9:  Spain overlooks MEP immunity

It is hard to believe that la Tour can believe Spain offers juridical guarantees when one considers the Constitutional Court’s disregard for the immunity of MEP Oriol Junqueras in January 2020. la Tour must be aware that the same CJEU had called for MEP Oriol Junqueras’ immediate release so he could take up his seat in Strasbourg. Only a very forced and irregular argument that defied EU Parliament norms justified keeping  Junqueras in prison, a fact that should have led the advocate general to get wise to Spain’s thirst for vengeance against the independentist leaders.  Yet, despite repeated cases of Spanish contempt for European rulings, la Tour insists on speaking about the mutual trust that must exist between state institutions.

10:  The Courts usurps the power to decide on language policy in schools

One last example of Spain’s judicial shortcomings has monopolised the news in Catalonia this year, after the Superior Court of Justice of Catalonia (TSJC) ruled that the Spanish Language was to get 25% curricular presence in schools. However,  the law establishes that only the Catalan Parliament can take such a decision. Soler points to a further case of juridical exceptionality when the same court ruled that the request of just one student’s parent could lead to the classes be conducted in Spanish regardless of the opinion of the other classmates’ parents. A new case in which the flagrant disregard for legal norms suggests a far wider range of systemic irregularities than could be expected from a democratic State of Law. But once again, la Tour obviously has his reasons for thinking otherwise. 


In his conclusions on the systemic judicial irregularities in Spain, Soler insists on the presence of politically motivated discrimination. He speaks of a constant state of exception to subdue the Catalan people and exclude them from exerting their legitimate rights. He suggests that these irregularities would disappear if the political motivations that motivate them were absent. Yet he also claims that the juridical exceptionality of the Spanish judiciary knows no limits in two particular areas: the protection of the Spanish crown and the Catalan issue. He goes so far as to compare it with principles described by Günther Jakobs and Carl Schmitt. The first spoke of the “criminal law of the enemy” with which judicial guarantees are suspended to enable the State to prosecute its enemies. The second centred on the distinction that is made – and the Nazi regime excelled in this – between friend and foe citizens. But la Tour seems to perceive none of this abuse in the Spanish context. Why? 

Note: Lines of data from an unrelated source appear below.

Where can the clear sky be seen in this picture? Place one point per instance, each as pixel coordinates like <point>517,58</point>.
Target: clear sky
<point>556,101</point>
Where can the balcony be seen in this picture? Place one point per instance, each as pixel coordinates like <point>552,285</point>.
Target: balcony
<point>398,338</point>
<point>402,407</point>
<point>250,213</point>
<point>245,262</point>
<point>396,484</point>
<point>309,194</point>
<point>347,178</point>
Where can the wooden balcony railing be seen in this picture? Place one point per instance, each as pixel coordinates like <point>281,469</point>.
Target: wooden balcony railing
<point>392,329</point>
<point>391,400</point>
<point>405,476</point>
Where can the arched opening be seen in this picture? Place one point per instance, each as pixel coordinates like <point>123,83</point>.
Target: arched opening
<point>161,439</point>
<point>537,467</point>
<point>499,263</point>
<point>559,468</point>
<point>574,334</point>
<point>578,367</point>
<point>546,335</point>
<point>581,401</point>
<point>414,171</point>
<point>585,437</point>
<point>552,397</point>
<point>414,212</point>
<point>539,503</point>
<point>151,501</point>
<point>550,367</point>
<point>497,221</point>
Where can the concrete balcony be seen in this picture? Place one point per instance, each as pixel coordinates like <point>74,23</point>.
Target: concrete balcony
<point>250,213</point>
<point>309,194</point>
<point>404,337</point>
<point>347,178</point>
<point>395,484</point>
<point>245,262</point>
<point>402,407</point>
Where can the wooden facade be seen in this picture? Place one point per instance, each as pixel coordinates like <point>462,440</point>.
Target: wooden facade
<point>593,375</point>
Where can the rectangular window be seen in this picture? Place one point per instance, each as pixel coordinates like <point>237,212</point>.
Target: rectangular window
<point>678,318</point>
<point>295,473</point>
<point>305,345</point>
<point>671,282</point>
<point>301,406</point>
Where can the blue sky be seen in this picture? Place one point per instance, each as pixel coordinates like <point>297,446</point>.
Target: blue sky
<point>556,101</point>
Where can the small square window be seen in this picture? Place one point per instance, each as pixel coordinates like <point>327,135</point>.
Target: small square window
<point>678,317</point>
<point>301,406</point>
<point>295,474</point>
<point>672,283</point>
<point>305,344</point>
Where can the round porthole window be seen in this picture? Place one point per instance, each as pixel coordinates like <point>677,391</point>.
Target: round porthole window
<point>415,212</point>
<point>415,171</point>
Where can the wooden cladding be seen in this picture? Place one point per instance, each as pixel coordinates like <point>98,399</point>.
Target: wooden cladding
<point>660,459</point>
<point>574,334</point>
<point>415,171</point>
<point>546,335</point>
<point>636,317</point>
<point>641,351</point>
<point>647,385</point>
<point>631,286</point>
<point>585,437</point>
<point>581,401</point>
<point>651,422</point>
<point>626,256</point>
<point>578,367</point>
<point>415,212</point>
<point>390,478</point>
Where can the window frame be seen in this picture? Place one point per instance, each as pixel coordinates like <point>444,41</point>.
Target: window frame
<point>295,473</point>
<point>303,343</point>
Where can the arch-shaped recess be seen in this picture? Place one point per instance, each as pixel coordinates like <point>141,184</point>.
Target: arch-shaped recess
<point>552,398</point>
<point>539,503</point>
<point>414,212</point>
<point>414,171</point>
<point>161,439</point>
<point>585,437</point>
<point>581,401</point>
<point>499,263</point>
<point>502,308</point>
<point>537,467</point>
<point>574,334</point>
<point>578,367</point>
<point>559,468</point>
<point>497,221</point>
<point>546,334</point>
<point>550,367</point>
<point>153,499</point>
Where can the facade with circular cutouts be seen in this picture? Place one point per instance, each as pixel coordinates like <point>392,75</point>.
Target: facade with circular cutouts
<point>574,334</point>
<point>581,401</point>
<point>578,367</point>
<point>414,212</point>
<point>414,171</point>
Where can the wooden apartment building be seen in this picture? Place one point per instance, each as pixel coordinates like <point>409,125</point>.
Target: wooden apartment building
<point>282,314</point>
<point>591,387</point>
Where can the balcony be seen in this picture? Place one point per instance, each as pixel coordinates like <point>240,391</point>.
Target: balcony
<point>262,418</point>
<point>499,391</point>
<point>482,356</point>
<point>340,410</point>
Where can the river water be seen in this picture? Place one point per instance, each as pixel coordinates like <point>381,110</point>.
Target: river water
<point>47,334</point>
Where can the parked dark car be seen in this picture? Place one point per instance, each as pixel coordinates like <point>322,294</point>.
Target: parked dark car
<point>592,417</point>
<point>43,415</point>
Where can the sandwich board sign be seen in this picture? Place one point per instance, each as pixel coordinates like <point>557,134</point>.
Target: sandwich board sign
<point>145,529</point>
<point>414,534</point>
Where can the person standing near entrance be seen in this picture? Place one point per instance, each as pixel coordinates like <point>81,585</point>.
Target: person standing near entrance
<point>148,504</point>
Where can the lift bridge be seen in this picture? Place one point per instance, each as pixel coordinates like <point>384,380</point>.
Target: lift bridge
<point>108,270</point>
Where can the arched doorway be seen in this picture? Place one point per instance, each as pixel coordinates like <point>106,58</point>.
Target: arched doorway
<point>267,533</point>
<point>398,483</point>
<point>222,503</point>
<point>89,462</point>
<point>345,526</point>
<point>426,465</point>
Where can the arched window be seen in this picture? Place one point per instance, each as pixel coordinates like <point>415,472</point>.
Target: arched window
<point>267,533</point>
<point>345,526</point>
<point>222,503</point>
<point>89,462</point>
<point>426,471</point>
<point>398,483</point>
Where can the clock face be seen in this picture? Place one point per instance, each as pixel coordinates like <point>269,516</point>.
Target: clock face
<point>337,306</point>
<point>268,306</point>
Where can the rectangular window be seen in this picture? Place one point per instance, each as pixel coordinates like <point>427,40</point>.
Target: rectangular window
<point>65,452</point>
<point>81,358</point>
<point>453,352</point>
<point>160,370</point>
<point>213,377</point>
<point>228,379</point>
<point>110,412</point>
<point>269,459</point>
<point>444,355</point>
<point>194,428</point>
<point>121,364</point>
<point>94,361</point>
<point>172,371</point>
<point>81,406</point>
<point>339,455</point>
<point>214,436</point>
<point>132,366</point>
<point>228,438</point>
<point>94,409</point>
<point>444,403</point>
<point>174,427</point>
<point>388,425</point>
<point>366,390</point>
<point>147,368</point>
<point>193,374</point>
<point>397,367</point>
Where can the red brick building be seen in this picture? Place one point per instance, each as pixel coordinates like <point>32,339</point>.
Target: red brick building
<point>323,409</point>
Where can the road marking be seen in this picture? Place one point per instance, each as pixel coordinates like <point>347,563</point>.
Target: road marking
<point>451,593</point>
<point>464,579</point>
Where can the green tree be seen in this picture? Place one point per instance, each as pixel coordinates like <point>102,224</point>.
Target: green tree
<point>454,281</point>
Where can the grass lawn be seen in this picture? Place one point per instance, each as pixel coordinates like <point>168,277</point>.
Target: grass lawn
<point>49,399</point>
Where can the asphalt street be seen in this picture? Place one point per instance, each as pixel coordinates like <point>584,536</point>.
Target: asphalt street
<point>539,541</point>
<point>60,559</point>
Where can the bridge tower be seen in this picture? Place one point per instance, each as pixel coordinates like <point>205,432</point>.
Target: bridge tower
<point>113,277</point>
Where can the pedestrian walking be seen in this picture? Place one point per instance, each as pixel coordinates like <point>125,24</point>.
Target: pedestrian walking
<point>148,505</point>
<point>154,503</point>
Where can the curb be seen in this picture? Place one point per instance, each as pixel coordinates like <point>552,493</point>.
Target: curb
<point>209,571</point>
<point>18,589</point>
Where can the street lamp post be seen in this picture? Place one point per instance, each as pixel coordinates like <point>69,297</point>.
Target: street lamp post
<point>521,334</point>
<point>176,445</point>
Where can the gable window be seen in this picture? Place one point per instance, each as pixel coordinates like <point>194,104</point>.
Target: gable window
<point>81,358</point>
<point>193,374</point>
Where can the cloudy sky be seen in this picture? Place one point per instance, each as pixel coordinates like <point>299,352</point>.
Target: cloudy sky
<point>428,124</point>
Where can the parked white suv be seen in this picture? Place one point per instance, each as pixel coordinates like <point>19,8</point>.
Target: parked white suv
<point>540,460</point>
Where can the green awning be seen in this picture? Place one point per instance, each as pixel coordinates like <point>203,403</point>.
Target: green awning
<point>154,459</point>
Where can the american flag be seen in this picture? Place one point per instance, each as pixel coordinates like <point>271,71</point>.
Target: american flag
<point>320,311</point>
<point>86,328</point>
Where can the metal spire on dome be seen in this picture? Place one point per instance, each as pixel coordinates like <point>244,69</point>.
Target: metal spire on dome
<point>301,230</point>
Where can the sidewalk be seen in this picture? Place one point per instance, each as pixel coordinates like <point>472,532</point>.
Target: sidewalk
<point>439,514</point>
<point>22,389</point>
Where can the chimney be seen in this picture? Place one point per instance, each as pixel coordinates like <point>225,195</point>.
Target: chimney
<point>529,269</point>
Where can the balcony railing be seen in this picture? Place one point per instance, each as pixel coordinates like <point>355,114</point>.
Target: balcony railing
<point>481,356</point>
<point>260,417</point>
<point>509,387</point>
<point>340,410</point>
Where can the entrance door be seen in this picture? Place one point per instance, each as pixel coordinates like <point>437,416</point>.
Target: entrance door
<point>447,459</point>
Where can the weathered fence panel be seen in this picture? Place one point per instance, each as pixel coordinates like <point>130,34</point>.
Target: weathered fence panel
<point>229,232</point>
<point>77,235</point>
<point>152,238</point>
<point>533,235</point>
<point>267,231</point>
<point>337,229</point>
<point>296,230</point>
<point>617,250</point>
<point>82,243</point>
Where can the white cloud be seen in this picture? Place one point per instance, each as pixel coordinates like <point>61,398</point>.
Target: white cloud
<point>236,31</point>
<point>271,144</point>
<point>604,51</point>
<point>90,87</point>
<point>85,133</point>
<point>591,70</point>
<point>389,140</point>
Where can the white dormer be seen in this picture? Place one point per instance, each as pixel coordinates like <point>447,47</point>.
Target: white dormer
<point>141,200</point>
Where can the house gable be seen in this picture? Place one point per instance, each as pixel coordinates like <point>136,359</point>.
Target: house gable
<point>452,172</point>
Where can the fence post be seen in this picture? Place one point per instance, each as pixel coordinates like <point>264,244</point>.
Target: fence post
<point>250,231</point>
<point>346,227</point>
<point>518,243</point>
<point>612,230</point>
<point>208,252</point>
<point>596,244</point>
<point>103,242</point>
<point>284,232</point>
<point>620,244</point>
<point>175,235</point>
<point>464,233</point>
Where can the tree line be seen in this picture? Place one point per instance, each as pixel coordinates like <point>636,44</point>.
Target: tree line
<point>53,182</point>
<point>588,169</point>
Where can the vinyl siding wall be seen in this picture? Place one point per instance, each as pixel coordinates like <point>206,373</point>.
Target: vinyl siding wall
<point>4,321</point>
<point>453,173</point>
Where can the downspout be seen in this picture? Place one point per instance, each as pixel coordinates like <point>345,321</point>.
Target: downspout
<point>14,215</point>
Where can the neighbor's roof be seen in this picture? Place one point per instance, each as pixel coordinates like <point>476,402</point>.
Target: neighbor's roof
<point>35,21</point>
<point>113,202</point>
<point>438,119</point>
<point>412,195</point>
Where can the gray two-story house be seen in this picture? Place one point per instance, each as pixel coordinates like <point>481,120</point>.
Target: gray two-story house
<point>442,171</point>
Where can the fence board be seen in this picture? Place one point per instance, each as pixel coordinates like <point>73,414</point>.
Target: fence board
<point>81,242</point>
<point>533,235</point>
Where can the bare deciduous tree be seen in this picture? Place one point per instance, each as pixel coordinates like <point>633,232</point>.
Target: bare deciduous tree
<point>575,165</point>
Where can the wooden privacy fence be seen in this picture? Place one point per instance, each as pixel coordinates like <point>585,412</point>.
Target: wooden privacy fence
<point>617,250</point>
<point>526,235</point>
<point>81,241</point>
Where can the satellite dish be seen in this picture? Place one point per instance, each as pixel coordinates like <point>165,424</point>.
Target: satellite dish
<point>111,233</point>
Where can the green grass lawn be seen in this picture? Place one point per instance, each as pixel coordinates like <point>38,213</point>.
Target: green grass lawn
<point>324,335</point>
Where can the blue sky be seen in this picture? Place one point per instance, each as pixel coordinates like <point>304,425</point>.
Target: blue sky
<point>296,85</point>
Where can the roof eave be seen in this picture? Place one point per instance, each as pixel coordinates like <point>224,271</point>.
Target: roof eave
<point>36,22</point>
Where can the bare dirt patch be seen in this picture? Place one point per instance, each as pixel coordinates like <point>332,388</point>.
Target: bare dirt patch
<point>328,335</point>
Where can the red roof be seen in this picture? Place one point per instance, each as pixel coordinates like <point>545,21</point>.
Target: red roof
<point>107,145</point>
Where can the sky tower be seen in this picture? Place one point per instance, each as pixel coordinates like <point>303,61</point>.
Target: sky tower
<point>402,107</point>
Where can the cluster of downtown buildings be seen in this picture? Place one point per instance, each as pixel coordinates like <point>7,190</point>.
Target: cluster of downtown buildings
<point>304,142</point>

One cannot help thinking that the EU needs Spain and cannot afford to have her status as a democratic State of Law undermined despite considerable evidence to the contrary. Hence defense lawyer Gonzalo Boye’s statement last Thursday to the effect that the fate of the Catalan exiles now depends on convincing the CJEU that Spain’s systemic irregularities exist. He announced his intention to reveal this by showing up the State sewers, the Villarejo tapes, the judicial scaffolding created to annul political opponents, the systemic invention of police versions to frame them, Pegasus spying on politicians and defense lawyers as occurred in Catalangate, the non-observance of the the immunity of elected deputies and so many other phenomena that la Tour obviously pays little attention to. If the EU sees Spain’s judicial practice as normal, what can be said of the EU’s judicial practice?